Real-Time Bidding: A Game Of Half-Truths

Google claims, in no uncertain terms, that it does not sell your personal data. So case closed, right? If only it were that simple.

Technically, Google isn’t lying. If you go by the strictest definition of a sale, where a commodity is exchanged for money, then no, Google is not a data broker and it doesn’t sell your data. However, Google monetizes your data in other ways, which does involve sharing your data with third parties. One such method is real-time bidding (RTB).

So How Does RTB Work?

RTB is a form of programmatic advertising where ad spaces are automatically auctioned off to the highest bidder on a per-impression basis.

Without getting into too much detail, when a user begins a session on a particular page, their data (including location and browsing history) is collected and broadcasted by supply-side platforms (SSPs) to a group of demand-side platforms (DSPs), which automatically place bids for ad space on that specific session. The winning bid is then displayed to the user. User data is shared here to ensure that only relevant advertisements will be shown to the user during that session. This entire process is automated and takes only milliseconds.

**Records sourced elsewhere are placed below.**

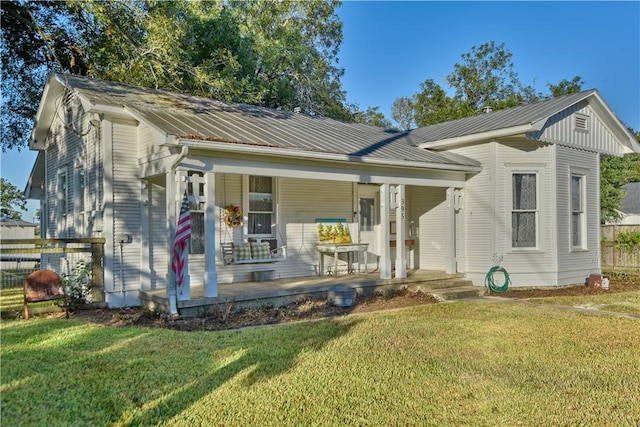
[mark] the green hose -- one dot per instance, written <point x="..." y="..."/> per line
<point x="491" y="284"/>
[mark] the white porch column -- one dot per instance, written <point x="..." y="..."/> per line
<point x="450" y="265"/>
<point x="184" y="291"/>
<point x="171" y="186"/>
<point x="384" y="235"/>
<point x="210" y="273"/>
<point x="401" y="234"/>
<point x="145" y="263"/>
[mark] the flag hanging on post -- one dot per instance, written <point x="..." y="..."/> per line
<point x="183" y="233"/>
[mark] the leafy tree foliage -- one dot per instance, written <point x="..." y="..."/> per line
<point x="403" y="113"/>
<point x="615" y="173"/>
<point x="276" y="54"/>
<point x="12" y="200"/>
<point x="484" y="78"/>
<point x="372" y="116"/>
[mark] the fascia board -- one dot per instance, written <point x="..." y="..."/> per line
<point x="242" y="148"/>
<point x="482" y="136"/>
<point x="46" y="111"/>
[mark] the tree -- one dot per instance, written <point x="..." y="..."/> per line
<point x="566" y="87"/>
<point x="372" y="116"/>
<point x="274" y="54"/>
<point x="615" y="173"/>
<point x="11" y="199"/>
<point x="403" y="113"/>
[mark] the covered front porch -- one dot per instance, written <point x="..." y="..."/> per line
<point x="281" y="292"/>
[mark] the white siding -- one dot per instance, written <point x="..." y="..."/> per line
<point x="126" y="208"/>
<point x="478" y="212"/>
<point x="428" y="211"/>
<point x="560" y="129"/>
<point x="575" y="265"/>
<point x="158" y="237"/>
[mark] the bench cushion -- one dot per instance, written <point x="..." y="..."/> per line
<point x="242" y="251"/>
<point x="260" y="250"/>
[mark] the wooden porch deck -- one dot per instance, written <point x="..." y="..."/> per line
<point x="280" y="292"/>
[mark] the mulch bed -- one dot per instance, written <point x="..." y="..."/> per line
<point x="310" y="309"/>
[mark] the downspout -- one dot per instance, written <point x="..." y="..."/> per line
<point x="171" y="285"/>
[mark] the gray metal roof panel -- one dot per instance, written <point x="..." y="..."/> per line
<point x="189" y="117"/>
<point x="501" y="119"/>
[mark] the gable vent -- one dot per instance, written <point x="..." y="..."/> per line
<point x="581" y="122"/>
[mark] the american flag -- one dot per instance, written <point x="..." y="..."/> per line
<point x="183" y="233"/>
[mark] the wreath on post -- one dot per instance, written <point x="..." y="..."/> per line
<point x="233" y="216"/>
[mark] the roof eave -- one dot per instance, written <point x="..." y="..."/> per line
<point x="482" y="136"/>
<point x="303" y="154"/>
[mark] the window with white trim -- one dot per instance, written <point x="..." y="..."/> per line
<point x="524" y="210"/>
<point x="260" y="212"/>
<point x="62" y="196"/>
<point x="578" y="214"/>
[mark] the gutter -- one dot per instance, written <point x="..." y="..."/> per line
<point x="284" y="152"/>
<point x="482" y="136"/>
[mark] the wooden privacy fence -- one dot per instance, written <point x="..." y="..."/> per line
<point x="617" y="249"/>
<point x="20" y="257"/>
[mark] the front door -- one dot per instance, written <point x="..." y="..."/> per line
<point x="368" y="221"/>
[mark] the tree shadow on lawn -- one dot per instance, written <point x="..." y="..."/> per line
<point x="134" y="376"/>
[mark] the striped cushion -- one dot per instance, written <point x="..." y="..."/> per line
<point x="242" y="251"/>
<point x="260" y="250"/>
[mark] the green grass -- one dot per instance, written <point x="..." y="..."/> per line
<point x="481" y="364"/>
<point x="622" y="302"/>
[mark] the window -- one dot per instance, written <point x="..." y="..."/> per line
<point x="260" y="212"/>
<point x="524" y="213"/>
<point x="367" y="213"/>
<point x="62" y="196"/>
<point x="196" y="210"/>
<point x="577" y="211"/>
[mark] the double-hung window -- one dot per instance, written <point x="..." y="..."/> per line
<point x="260" y="213"/>
<point x="577" y="211"/>
<point x="524" y="210"/>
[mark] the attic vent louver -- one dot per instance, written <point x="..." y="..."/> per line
<point x="581" y="122"/>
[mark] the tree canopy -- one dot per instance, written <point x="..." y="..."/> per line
<point x="275" y="54"/>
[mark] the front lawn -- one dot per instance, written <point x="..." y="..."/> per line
<point x="481" y="364"/>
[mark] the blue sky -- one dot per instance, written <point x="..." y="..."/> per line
<point x="389" y="48"/>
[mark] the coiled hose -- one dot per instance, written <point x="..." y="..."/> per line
<point x="490" y="283"/>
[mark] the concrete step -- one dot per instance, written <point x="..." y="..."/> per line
<point x="452" y="294"/>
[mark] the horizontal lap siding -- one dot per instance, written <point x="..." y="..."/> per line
<point x="527" y="268"/>
<point x="478" y="212"/>
<point x="429" y="211"/>
<point x="158" y="256"/>
<point x="574" y="266"/>
<point x="126" y="205"/>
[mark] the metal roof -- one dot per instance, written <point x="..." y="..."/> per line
<point x="189" y="117"/>
<point x="501" y="119"/>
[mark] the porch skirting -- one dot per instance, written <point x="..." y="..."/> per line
<point x="281" y="292"/>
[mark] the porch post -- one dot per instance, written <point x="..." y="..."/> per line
<point x="171" y="229"/>
<point x="401" y="234"/>
<point x="184" y="292"/>
<point x="450" y="264"/>
<point x="210" y="273"/>
<point x="384" y="235"/>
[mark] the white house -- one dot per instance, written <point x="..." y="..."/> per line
<point x="518" y="185"/>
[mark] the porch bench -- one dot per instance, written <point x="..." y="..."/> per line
<point x="252" y="253"/>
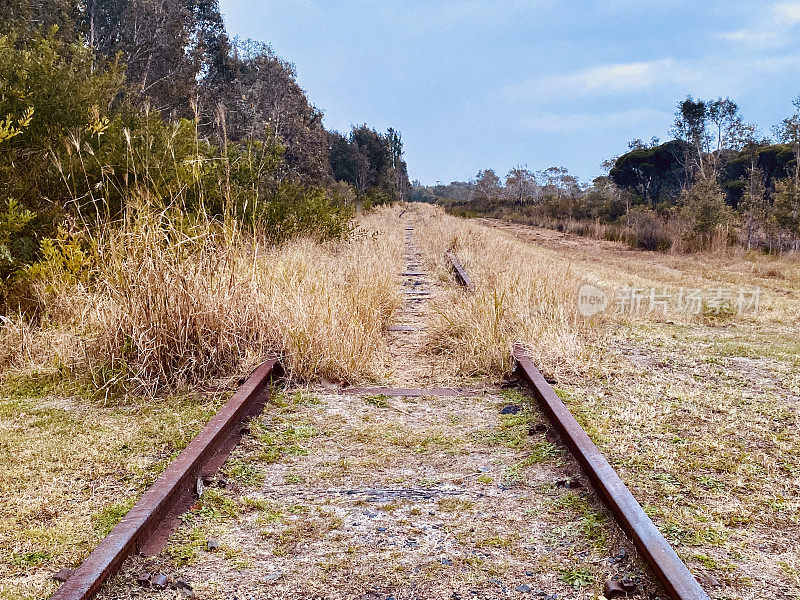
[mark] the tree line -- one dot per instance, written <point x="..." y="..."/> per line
<point x="105" y="104"/>
<point x="717" y="182"/>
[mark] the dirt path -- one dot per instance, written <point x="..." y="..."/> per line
<point x="341" y="494"/>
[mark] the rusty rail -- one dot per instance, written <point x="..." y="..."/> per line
<point x="461" y="275"/>
<point x="673" y="574"/>
<point x="148" y="524"/>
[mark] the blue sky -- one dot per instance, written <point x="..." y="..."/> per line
<point x="479" y="84"/>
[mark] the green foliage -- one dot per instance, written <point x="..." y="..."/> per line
<point x="577" y="578"/>
<point x="704" y="205"/>
<point x="14" y="222"/>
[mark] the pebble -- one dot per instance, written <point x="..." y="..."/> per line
<point x="63" y="575"/>
<point x="182" y="584"/>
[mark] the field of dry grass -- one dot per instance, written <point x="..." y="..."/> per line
<point x="697" y="412"/>
<point x="93" y="399"/>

Admittedly, RTB is incredibly efficient as an advertising tool. But it’s unfortunately a questionable practice due to the privacy implications, with some experts claiming that RTB practices violate GDPR principles.

The issue with RTB is that it also involves sharing highly specific data, so while RTB platforms aren’t directly sharing personal data, they most certainly are indirectly sharing data that is detailed and specific enough to tie to a particular user. Furthermore, it’s not just the highest bidder that gets to view this data — everyone who participates in the auctions can. These exchanges have no control over how the broadcasted data is used once the auction is complete. When you put everything together, you’re looking at an ugly combination of potential security risks. What makes things worse is that advertising platforms running RTB auctions are not transparent about what kind of data is being broadcasted.

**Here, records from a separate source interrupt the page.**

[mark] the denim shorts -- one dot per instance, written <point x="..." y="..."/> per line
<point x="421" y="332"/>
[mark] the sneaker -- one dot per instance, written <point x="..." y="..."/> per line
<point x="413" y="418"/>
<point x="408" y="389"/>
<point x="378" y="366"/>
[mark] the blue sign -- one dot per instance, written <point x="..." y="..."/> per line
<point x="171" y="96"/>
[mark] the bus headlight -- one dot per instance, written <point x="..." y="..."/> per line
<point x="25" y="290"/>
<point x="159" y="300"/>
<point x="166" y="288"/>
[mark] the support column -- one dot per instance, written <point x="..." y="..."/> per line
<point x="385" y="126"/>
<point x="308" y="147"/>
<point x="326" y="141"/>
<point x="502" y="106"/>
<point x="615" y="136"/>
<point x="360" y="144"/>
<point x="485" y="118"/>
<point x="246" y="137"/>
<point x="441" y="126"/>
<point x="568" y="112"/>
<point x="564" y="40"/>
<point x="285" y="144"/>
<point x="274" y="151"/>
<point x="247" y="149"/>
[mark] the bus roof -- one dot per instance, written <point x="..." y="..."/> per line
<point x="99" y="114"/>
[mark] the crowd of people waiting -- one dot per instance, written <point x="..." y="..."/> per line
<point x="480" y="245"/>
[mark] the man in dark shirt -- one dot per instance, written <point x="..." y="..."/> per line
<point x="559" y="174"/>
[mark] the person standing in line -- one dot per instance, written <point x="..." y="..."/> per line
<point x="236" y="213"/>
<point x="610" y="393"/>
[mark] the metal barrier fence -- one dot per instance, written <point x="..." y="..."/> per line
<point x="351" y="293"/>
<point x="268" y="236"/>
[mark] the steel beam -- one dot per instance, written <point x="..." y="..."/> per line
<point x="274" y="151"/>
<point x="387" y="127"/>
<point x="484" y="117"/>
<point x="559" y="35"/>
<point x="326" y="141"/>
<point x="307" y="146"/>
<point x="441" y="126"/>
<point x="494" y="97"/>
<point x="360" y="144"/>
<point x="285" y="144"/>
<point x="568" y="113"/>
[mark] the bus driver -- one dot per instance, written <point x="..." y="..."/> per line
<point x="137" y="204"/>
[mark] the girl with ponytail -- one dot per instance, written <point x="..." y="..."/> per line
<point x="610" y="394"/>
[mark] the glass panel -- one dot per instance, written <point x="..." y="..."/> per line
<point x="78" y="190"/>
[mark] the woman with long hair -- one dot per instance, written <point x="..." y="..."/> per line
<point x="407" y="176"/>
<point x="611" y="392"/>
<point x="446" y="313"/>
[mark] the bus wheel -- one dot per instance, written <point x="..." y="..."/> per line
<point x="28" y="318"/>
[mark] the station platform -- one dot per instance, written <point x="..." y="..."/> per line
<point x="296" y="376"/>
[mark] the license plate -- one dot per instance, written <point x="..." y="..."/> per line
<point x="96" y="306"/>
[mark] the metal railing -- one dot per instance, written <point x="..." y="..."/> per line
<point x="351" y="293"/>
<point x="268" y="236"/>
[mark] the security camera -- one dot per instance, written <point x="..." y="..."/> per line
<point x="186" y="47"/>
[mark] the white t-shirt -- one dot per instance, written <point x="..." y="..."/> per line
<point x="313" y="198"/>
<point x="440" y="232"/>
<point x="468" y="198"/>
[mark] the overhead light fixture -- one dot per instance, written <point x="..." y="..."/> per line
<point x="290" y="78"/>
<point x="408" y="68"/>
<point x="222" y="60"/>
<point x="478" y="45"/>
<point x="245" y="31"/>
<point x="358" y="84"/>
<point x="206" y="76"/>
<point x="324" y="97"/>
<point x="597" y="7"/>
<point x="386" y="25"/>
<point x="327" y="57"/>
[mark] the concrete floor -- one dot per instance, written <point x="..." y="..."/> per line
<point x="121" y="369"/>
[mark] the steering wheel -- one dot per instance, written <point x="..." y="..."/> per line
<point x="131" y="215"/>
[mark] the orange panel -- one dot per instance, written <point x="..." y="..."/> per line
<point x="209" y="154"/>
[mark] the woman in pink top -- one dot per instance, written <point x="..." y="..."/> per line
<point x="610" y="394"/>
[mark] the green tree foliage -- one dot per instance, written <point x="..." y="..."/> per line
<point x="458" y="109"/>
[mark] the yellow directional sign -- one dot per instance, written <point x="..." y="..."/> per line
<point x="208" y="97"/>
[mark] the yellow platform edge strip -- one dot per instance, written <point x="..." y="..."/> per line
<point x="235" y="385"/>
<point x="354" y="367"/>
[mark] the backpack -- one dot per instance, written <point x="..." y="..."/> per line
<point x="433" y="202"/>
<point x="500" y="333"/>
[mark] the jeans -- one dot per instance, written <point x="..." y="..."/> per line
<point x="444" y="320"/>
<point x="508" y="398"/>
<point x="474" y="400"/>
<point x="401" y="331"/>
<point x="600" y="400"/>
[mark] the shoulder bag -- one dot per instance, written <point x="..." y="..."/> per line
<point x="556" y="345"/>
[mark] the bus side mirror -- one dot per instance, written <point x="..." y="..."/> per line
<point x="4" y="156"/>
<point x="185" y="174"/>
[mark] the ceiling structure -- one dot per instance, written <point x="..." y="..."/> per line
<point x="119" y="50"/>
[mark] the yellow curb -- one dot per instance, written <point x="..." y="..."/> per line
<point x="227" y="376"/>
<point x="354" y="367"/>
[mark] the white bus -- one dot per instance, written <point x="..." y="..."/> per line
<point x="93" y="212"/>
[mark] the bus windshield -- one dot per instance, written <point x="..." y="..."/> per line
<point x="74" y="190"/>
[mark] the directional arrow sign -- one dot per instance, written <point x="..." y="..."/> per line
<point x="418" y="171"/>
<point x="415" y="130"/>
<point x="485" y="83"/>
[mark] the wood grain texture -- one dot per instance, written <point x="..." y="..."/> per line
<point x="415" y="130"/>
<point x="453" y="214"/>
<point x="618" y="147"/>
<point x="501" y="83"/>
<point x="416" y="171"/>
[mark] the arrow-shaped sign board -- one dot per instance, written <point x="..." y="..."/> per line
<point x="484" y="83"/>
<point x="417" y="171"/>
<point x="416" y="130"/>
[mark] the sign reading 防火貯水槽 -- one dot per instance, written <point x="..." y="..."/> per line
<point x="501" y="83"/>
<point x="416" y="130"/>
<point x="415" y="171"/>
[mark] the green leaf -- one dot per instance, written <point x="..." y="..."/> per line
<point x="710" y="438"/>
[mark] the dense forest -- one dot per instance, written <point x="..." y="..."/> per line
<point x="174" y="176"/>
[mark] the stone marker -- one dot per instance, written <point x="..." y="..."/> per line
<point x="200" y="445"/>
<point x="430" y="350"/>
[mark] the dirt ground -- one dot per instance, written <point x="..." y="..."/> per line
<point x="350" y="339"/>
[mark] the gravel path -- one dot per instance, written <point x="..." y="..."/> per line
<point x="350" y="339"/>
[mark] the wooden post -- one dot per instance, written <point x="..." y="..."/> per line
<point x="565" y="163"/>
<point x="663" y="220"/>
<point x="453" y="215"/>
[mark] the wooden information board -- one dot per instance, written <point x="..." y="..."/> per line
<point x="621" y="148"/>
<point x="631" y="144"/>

Coming back to Google, the company can rightly claim that your data isn’t what’s being sold, rather, it’s the ad space within your browser. But, as we’ve already seen, RTBs involve the transfer of personal data. Please note that Google isn’t the only offender in this space. RTB is a common online advertising practice followed throughout the internet, and it’s important to be aware how Big Tech companies use vague language and loopholes to get away with sharing your data while claiming otherwise — directly or not.

Big Tech Is Watching You

Let’s reiterate this: We’re perfectly fine with tech companies using our data to provide us with an improved experience while we choose to use their services, provided they’re transparent about what data they’re collecting and how it’s being used. What isn’t okay is Big Tech getting away with misusing our data using vague jargon and legal loopholes. We can be grateful for data protection regulations like Europe’s GDPR, as well as California’s CCPA and CPRA, and other countries that have followed suit. It’s time for even stricter regulation to crack down on Big Tech’s exploitative business models.